Commissioner Andrew Coster said both people had received violation notices – and that police had worked with public health officials to manage the risk.
As of 5 p.m. yesterday, officers had issued more than 2,700 lockdown violation notices nationwide, he said.
In addition, 139 people have been charged with offenses including breaching the lockdown, breaking health laws and assaulting or threatening police.
Meanwhile, Maori Development Minister Willie Jackson told a select committee of Parliament he was “a fan” of iwi checkpoints at regional borders.
Jackson said he understood why people wanted to set up community checkpoints, but also appreciated that they were contentious.
Jackson said he spoke to Deputy Police Commissioner Walley Haumaha about ways to give those who wanted to set up checkpoints a little slack.
Help with domestic violence
Police urged anyone experiencing abuse or violence to seek help.

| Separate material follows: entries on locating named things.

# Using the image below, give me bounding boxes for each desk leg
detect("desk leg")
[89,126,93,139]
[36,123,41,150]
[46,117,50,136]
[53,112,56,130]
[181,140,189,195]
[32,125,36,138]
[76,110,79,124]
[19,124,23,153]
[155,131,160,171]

In the first week of Alert Level 4, the number of domestic violence incidents reported to police increased 3.9%, according to preliminary data released today. In the second week, it increased 6.2 percent.
“As we enter the third week of alert level restrictions, police are urging anyone who has suffered abuse or violence to seek help,” Police Commissioner Andrew Coster said.
“Although there has been a slight increase, reports of family injury fluctuate due to a range of external factors and the data remains within the normal range,” he added.
“If you feel scared, threatened or in danger, call us on 111.
“If you can’t call, leave your bubble and ask a neighbor or a passer-by to call you.
“We also urge anyone with concerns about a loved one or friend to call us on their behalf – you may save their life.”
Funeral home viewing changes
As part of an Alert Level 4 change, grieving families were allowed to bid farewell to loved ones at funeral homes starting today.
Whānau could visit registered funeral homes during Alert Level 4, but only if they were in the same bubble.
The Association of Funeral Directors has welcomed the government’s response after making the proposal last week.